I am working on design of APB master and slave connected back to back. Slave component has simple reg with 16 locations
As per APB, for READ/WRITE transaction from master I am generating PSEL = 1 in the first clock cycle and then PENABLE = 1 in the next clock cycle.
During the two clock cycles, PADDR, PWDATA, PWRITE signals does not change. Here APB slave drives PREADY always HIGH. So the PENABLE goes to '0' in the second clock cycle as per the protocol.
Question here is when should APB slave SAMPLE the Control/Data Signals from Master for both READ/WRITE transfers ? Is it in the SETUP phase or the ACCESS phase.
We need to drive the PREADY and PSLVERR and the PRDATA from slave at the same clock for the read transfer (which should happen in the ACCESS phase here).
Hope my query is clear here.

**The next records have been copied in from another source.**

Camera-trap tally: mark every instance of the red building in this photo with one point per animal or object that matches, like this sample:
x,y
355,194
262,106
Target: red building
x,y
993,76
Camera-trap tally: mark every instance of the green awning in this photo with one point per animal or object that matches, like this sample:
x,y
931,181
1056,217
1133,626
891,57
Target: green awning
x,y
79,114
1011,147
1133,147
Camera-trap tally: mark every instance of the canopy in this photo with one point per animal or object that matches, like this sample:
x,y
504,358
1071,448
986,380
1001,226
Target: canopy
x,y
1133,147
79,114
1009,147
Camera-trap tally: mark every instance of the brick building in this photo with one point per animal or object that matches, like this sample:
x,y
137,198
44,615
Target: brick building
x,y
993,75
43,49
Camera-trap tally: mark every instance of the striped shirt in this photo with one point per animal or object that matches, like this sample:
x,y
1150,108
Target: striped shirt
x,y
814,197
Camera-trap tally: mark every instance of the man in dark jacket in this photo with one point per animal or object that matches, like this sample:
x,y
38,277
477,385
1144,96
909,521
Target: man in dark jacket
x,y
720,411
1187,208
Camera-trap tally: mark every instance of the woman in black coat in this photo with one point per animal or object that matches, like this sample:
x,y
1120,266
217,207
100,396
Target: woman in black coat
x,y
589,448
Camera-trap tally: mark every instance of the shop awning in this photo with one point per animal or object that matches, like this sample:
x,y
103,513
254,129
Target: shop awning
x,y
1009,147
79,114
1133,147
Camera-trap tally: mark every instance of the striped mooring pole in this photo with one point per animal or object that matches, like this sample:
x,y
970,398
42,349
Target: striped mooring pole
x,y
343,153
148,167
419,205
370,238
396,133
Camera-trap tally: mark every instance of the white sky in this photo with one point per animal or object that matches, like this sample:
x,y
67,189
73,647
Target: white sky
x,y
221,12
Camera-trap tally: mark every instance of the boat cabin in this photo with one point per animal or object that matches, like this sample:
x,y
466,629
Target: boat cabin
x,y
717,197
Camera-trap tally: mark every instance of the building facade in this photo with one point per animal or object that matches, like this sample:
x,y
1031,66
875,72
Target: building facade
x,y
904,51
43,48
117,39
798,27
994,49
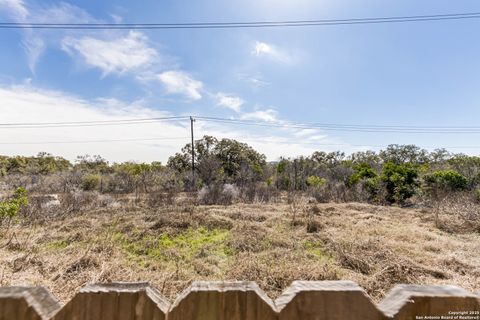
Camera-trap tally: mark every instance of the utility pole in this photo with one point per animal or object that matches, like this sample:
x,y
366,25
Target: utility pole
x,y
193,153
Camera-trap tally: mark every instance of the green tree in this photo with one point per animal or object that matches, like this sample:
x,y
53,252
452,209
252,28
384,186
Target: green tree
x,y
9,208
400,181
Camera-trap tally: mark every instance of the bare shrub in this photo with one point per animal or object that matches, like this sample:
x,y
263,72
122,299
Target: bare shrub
x,y
259,192
458,212
218,194
159,198
75,201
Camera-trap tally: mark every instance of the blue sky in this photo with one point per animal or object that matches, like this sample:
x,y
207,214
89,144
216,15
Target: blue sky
x,y
424,74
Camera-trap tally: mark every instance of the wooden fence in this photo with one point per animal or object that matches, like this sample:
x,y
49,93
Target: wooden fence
x,y
306,300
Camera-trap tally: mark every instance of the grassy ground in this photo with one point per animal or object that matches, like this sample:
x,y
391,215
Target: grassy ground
x,y
271,244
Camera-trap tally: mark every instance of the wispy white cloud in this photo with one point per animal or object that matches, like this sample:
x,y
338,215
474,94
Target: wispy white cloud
x,y
268,115
35,42
26,103
29,104
119,55
263,49
15,8
229,101
182,83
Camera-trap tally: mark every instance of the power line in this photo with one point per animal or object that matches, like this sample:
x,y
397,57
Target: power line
x,y
292,142
347,128
88,123
370,128
94,141
252,24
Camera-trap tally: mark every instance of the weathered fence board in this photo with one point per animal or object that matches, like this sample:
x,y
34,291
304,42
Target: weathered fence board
x,y
27,303
411,301
312,300
305,300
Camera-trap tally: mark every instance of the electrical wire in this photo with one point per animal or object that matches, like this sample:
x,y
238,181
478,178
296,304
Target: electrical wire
x,y
252,24
95,141
347,128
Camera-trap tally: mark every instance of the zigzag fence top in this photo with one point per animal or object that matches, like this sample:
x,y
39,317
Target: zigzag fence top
x,y
306,300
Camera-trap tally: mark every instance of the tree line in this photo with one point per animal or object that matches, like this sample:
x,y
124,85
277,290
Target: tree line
x,y
398,174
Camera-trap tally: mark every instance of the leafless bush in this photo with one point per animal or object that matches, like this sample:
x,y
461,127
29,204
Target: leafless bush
x,y
75,201
159,198
259,192
218,194
458,212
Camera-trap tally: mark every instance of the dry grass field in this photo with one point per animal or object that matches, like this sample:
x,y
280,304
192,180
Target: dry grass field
x,y
272,244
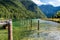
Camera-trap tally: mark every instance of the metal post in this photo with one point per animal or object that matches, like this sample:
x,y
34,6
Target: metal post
x,y
10,30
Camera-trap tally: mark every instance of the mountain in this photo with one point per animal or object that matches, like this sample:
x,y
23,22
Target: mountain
x,y
49,10
19,9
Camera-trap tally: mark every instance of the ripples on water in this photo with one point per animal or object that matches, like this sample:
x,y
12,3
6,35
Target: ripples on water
x,y
49,31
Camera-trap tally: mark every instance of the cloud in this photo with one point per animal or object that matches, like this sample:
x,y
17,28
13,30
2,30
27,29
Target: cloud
x,y
38,2
45,2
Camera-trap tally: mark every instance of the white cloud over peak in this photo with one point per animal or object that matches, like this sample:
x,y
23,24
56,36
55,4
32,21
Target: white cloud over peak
x,y
45,2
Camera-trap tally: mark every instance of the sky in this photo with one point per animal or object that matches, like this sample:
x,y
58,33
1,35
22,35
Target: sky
x,y
45,2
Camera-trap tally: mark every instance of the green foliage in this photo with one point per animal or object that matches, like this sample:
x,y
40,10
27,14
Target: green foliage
x,y
15,9
57,14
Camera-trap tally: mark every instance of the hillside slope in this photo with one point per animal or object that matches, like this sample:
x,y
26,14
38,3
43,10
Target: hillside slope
x,y
16,9
49,10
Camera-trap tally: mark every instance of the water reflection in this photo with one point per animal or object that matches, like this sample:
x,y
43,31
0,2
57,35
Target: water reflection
x,y
47,31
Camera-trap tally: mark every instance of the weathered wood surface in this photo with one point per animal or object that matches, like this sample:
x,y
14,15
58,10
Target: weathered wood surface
x,y
9,24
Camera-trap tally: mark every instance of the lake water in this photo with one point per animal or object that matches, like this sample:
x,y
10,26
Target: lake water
x,y
48,31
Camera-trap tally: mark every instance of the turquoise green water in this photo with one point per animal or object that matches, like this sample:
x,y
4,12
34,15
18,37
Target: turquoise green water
x,y
48,30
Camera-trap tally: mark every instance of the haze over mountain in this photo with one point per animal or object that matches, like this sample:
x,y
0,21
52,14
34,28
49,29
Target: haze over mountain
x,y
19,9
49,10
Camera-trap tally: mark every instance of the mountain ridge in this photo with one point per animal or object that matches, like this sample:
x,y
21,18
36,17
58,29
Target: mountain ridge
x,y
15,9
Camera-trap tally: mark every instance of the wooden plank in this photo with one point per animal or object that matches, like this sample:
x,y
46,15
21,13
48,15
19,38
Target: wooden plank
x,y
10,30
38,24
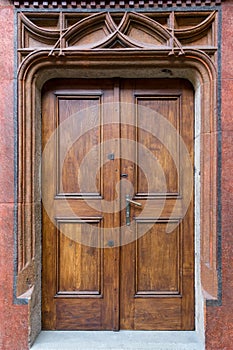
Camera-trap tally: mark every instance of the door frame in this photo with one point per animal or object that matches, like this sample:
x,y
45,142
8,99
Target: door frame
x,y
38,68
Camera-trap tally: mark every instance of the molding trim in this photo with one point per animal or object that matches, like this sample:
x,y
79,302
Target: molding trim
x,y
61,44
111,4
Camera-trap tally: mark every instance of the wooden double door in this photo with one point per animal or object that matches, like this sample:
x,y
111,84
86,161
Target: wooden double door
x,y
109,264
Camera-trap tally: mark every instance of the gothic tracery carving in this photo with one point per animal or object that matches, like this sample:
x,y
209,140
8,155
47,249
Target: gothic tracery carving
x,y
167,32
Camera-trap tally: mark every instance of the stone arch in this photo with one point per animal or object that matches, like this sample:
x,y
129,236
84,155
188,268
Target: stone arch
x,y
171,61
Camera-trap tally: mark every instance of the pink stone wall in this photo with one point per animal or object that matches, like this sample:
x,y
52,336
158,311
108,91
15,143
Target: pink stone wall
x,y
219,333
13,318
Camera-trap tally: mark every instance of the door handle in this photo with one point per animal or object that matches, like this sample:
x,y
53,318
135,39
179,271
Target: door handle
x,y
127,208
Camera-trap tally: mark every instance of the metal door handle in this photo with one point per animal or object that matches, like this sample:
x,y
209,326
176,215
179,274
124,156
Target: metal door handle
x,y
127,208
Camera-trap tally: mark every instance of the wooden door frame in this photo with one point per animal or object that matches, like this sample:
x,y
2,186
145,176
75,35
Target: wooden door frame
x,y
39,67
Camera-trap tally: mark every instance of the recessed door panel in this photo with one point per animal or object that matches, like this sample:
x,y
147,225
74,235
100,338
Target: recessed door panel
x,y
109,263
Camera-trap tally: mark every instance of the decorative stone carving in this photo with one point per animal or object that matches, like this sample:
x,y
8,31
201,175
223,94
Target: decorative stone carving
x,y
170,32
99,4
68,44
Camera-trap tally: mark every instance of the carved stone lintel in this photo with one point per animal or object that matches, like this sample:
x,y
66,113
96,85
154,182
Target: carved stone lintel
x,y
113,4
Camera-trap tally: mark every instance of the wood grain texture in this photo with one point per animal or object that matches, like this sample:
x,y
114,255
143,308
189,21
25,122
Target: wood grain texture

Please share inputs.
For your initial descriptions of the first clock and second clock, why can't PREADY be high during the second clock ?
If your memory just needs an enable signal to know when PWDATA should be sampled, this just needs to be when PSEL & PWRITE & PENABLE is 1'b1 if the data input is a latch, or the falling edge of the PSEL & PWRITE & PENABLE logic (both probably also including some PADDR decoding).
If you are using the above logic during the second clock just to know when to sample data, but this isn't written to the actual memory until one cycle later, then you could drive PREADY one cycle later as you describe, but that is something your design requires, not something the protocol requires.
For reads you could start the memory access as soon as PENABLE goes high, so if the memory being accessed can generate valid PRDATA during that single cycle "second clock", again PREADY could also be driven high in this cycle. If PRDATA cannot be driven valid during the second clock cycle, again that is a design issue requiring an extra cycle, not something mandated by the APB spec.
It sounds like your PRDATA not being valid until the third clock cycle is an access time limitation of the register/memory being accessed, so having PREADY allows you to stall the APB access until the peripheral can drive back valid read data, but as you know the address being read at the end of the first clock cycle, the protocol does then allow the peripheral to immediately then start returning read data to be sampled by the APB master at the end of the second cycle, so not requiring 3 cycles.
2 cycles is the basic access timing for APB, PREADY allows you to extend this access timing, but only if the peripheral being accessed needs additional access time.
Hi Colin,
Thanks for the clarification.
APB basic access time is 2 cycles. (1st - SETUP, 2nd - ACCESS PHASE)
For write transfers, we can achieve the 2 cycles completion phase by driving PREADY =1 by default or making it HIGH in the second clock cycle (PSEL = 1 , PWRITE =1 , PENABLE =1) where PADDR , PWDATA is sampled in the second clock cycle. Here we are sure that the data is written to the address specified in the internal register/memory of the slave.
For read transfer, as per earlier details , PADDR is sampled in ACCESS PHASE. So we cant have the PRDATA in the same clock cycle. It takes additional cycle to return the data. So we drive PREADY =1 only when valid data is available. (3rd clock)
As per protocol, to achieve valid PRDATA and PREADY =1 from slave in second clock cylce, PADDR should be sampled in the SETUP phase (first clock cycle) only, but in earlier discussion ,it is indicated to sample paddr during access phase only. So we cant realize if data sampled in access phase. But can be achieved only when sampled in Setup phase (PSEL =1 and PENABLE = 0). As these are NBA assignments it definitely required one cycle to return data.
But I understand that Sampling should be done only during access phase.
In some designs we see that PREADY is driven HIGH all the time. In such scenarios, how do the designer ensure PRDATA is valid in second clock cycle?
I think in my first reply I said "Control signals should be sampled by the peripheral at the end of the setup phase", so this would then allow the peripheral to start driving PRDATA at the start of the access phase, and so allow the transfer to complete at the end of a single cycle access phase if the peripheral's access time allows PRDATA to be valid at the end of that cycle.
This is how read accesses can be completed in 2 cycles, and is how accesses HAD TO work in the first releases of APB where there was no PREADY signal.